Al comienzo, me olvidé de tu cumpleaños. Lo busqué en el calendario más cercano, el que cuelga al lado del refrigerador, entre las macetas de las violetas, pero la cifra había desaparecido por completo y cuando me di por vencida recordé que también me había olvidado del mes. El dos de Agonero o en la última semana de Febriembre. No tiene caso porque al comienzo así fue, me olvidé de tu cumpleaños. Luego, entre la sopa de las tres de la tarde y el sol que entraba por la ventana, me olvidé de cómo sonaba tu voz. Ese día, cuatro personas me llamaron por teléfono y a las cuatro les colgué. Mucho tiempo después me acordé que se me había olvidado tu voz que era como una canción alegre de ramas astilladas, como teclas de piano que solo un borracho golpearía con el más infinito amor por la música y con el oído vacío de talento. Me acordaba muy bien de tu silencio, pero no de tu voz.
Por la noche, mientras dejaba el libro encima de la mesa, me olvidé de la forma de tus manos. Podría describir con detalle las matices de la mugre de tus uñas, la sangre fría que corría de un lado a otro y destruía alegremente el calor de tus nudillos de ebanista, pero la forma de tus manos se desvaneció con la misma rapidez con la que pasabas las hojas de los libros viejos. Miré por la ventana hasta el amanecer y no pude recordarlas. Me di por vencida y no pude volver a dormir nunca más.
La tarde siguiente, se me olvidaron tus ojos de campanario abandonado, se acabó ese brillo anómalo que solo tienen las iglesias carentes de fieles y en donde los bandidos se meten a fornicar por la noche. Se me olvidó el día en que nos conocimos y el último día que nos vimos, entonces fue que comencé a llorar porque ya nada parecía tener el mínimo sentido y las cosas se iban como palomas hasta estrellarse con las lámparas y los cuadros. La casa se llenó de silencio cuando llegué a olvidarme cómo era llorar por ti.
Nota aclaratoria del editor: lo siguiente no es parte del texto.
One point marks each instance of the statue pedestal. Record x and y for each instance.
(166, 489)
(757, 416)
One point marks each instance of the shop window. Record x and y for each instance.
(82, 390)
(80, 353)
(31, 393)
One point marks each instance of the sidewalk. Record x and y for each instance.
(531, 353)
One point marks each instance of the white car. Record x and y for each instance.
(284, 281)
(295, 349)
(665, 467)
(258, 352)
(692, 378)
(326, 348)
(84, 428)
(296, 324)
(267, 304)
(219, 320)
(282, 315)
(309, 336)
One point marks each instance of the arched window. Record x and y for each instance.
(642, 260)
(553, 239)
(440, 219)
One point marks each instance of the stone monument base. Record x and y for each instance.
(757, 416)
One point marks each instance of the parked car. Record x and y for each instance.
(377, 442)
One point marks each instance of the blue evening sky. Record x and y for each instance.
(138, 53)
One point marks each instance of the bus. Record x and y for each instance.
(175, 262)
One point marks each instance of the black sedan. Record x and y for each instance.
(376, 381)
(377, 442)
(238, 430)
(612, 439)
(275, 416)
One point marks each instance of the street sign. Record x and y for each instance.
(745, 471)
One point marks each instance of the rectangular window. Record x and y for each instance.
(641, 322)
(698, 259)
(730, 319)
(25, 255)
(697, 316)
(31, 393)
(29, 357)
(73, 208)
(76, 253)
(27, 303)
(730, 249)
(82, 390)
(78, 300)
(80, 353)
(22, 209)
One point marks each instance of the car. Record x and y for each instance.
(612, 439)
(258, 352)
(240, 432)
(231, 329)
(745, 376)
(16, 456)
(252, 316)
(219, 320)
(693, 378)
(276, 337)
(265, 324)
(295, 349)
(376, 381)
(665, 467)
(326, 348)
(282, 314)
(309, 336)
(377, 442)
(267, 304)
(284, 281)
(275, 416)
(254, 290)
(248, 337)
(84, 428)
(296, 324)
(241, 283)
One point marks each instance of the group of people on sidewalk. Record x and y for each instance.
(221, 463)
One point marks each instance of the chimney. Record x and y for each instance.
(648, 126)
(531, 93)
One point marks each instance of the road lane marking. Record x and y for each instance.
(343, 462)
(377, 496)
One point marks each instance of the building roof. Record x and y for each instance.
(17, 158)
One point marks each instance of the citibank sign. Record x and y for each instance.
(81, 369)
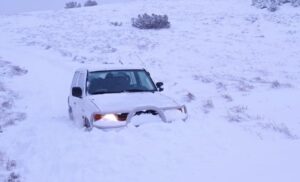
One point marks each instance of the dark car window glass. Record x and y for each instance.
(116, 81)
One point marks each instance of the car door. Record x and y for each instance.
(72, 99)
(80, 104)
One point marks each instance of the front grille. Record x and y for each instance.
(146, 112)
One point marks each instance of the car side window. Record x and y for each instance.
(75, 79)
(82, 81)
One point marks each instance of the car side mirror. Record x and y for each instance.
(159, 85)
(77, 92)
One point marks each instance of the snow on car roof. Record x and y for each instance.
(106, 68)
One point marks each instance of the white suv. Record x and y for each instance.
(110, 98)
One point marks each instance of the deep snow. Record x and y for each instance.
(234, 66)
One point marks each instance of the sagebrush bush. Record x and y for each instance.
(90, 3)
(72, 4)
(153, 21)
(272, 5)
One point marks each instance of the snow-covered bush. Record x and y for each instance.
(72, 4)
(272, 5)
(153, 21)
(90, 3)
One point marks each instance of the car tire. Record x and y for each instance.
(71, 116)
(87, 124)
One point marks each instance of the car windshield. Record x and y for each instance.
(117, 81)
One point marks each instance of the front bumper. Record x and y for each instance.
(165, 113)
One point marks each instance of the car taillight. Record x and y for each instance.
(97, 117)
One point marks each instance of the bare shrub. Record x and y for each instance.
(244, 87)
(228, 98)
(207, 106)
(272, 5)
(90, 3)
(117, 24)
(190, 97)
(153, 21)
(72, 4)
(279, 128)
(13, 177)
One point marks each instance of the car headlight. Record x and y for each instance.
(111, 117)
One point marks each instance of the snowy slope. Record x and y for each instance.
(235, 67)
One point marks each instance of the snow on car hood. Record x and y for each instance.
(129, 101)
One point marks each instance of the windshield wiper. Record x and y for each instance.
(137, 90)
(104, 92)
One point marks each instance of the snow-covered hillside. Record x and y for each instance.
(234, 66)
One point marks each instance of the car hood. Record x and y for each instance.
(121, 102)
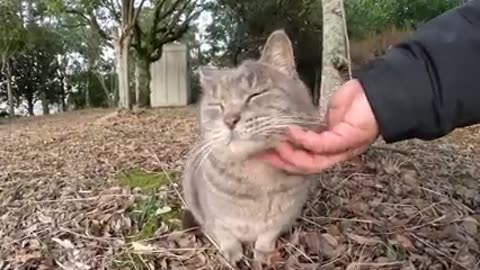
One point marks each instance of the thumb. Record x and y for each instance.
(339, 138)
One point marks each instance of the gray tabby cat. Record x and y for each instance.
(245, 110)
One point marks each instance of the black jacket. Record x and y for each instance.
(429, 84)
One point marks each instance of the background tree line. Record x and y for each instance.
(68, 54)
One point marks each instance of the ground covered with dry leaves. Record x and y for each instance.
(97, 190)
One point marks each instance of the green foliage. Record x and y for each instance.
(149, 212)
(147, 182)
(12, 34)
(366, 17)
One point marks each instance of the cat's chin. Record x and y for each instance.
(244, 149)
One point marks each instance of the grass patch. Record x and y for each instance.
(147, 181)
(150, 212)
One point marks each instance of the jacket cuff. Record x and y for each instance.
(395, 97)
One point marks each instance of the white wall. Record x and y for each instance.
(170, 77)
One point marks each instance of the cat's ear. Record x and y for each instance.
(278, 52)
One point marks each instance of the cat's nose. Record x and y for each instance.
(231, 119)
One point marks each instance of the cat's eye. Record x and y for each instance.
(249, 98)
(218, 105)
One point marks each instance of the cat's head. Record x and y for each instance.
(247, 107)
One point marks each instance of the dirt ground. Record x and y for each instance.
(64, 205)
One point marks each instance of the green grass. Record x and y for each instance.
(147, 181)
(150, 212)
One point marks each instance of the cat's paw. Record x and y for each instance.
(263, 257)
(233, 254)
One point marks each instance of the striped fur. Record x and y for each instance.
(231, 196)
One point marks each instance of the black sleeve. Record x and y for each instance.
(429, 84)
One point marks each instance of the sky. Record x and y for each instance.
(202, 22)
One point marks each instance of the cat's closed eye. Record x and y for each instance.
(251, 97)
(216, 105)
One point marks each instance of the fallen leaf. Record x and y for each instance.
(25, 257)
(362, 240)
(140, 247)
(470, 225)
(64, 243)
(404, 242)
(163, 210)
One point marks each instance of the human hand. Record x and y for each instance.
(352, 128)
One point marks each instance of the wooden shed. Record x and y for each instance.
(170, 84)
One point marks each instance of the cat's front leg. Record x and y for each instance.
(265, 246)
(230, 247)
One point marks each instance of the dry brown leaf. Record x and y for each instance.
(470, 225)
(25, 257)
(362, 240)
(404, 242)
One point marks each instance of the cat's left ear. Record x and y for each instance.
(278, 52)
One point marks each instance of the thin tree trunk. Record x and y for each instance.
(45, 109)
(11, 106)
(101, 79)
(30, 106)
(121, 49)
(142, 82)
(334, 51)
(6, 70)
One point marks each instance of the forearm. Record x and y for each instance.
(429, 85)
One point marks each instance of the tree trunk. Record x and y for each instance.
(142, 82)
(87, 92)
(63, 105)
(121, 55)
(11, 106)
(30, 106)
(45, 109)
(6, 70)
(334, 51)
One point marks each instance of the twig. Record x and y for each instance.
(392, 149)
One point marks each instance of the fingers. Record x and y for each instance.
(338, 139)
(300, 161)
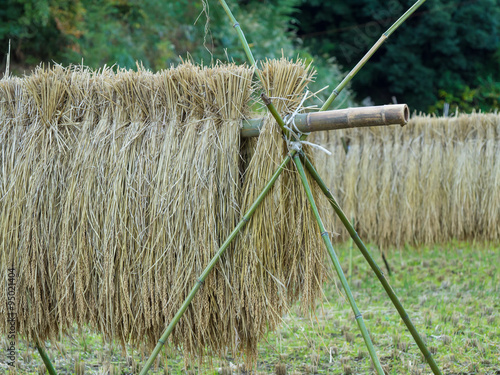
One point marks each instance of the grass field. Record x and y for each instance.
(452, 294)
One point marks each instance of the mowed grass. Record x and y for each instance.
(451, 293)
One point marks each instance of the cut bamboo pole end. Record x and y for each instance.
(396, 114)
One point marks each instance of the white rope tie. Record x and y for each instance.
(293, 141)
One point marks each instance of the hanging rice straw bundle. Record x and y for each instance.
(434, 180)
(117, 188)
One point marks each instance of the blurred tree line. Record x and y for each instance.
(447, 52)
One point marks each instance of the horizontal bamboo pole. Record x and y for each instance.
(397, 114)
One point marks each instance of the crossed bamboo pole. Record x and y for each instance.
(293, 154)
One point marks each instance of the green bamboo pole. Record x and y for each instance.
(212, 263)
(380, 275)
(338, 268)
(369, 54)
(45, 358)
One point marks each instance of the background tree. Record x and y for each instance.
(449, 51)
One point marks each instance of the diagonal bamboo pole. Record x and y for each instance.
(369, 54)
(46, 360)
(338, 268)
(212, 263)
(380, 275)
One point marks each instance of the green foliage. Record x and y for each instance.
(153, 32)
(484, 97)
(444, 46)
Me olvidé de cómo sonaban tus pasos, me olvidé de la hilera traviesa de tus dientes, de tu cuerpo chocándose contra los escalones por la madrugada y el olor que tenía la tierra cuando te ponías de pie y crecían flores raras, de pétalos negros y rojos y espinas coloradas.
Sé que me olvidé de aquellas cosas, porque nunca te olvidé por completo. Y así, mirando el mismo calendario en donde había marcado tu cumpleaños hace años, me acordé de tu olvido.